Rei Koyama is a girl with both an appetite for desserts and for adventure. After landing a permanent contract with an ad agency, she finds that life in the office is full of temptation.
With the sweetly suave Morimoto and a surly co-worker called Kuze on the menu, Rei begins to wonder if taste can change and if opposites really do attract. Sugar or spice? What’s a girl with a sweet tooth to do?
Hana Aoi whips up a selection of sexy stories that that have one thing in common sizzling romance!
Am I a Ladys' Comics (aka redikomi) philistine? Or is it that I cut my teeth in adult manga on the works of the formidable Moyoco Anno? Nevertheless, I seem to find that the majority of translated Ladys' titles to fail to satisfy me. However, I do enjoy titles that feature cooking and thus I was quite looking forward to Love for Dessert.
Food culture is big in Japan. The exacting standards and passion of food culture is infused into the elegant couture of titles such as Antique Bakery and fired into the madness of Yakitate Japan!! Love for Dessert, however, left me woefully short-changed on the pleasures of pudding. In the title piece Rei has a habit of devouring a bowl of whipped cream for dinner. This was for me, much like the experience of reading the story. Instead of being treated to the rich sweetness of devouring a fresh cream éclair, it was as though I had swallowed fluffy synthetic cream topping before really having any chance to savour any flavour it had to offer.
Yes, there is the clever insinuation that the whipped cream is the vital ingredient for the steamy sex games that ensue but for me whipped cream on its own is a but one thing, a bland and unsatisfying mass.
Whipping cream is an art in itself; whip too much you get a coagulated and grotesque mess, work it too little and your satiny sweetness will soon fall apart. Aoi's female protagonists are plucky and bright and have their sights set on sweet and sensual romance. While these forthright girls have no qualms about getting whisked into bed, something about the way the stories plays out totally undermines this façade of confidence that begins to slump like an undercooked soufflé.
The novice cook and the novice manga author often have something in common, that without natural aptitude, they are usually easy to spot.
As with other titles I have read in this genre, short story collections are often a mixed bag of early works that are hampered by the author's inexperience. This is something that they often (and quite readily) acknowledge themselves in the afterword. It makes me wonder why so many of these titles filter through the translation net while some of the great legendary ladies' works are left behind. While an early short story collection from an established author makes a great deal of sense to me (particularly as fans already have confidence and interest in the author they are reading) when more and more greenhorn works like this appear on the market, savvy readers are likely to demand more from their erotic manga.
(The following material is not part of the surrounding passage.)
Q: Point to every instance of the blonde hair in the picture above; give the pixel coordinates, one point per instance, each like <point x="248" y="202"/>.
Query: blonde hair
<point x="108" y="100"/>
While redikomi may sell themselves on the appeal of mature content, readers should be aware that their writers may not have been at the time. In the end, these collections stack up like so many misadventures of youth, some of which are better best forgotten.
Yet I feel as though I have been too hard on Aoi and it is unfair to neglect the finer points of her piece. Her female character designs are cute and their eyes glimmer with the sparkle of candies and nonpareils as they dream of romance.
It's certainly not a hopeless effort (quite the opposite as it shows the growth of the author over just a few stories) and I have no doubt that Love For Dessert has charm enough to delight a few romantics. Readers with more exacting tastes, however, might do well to skip out on this after dinner sweet.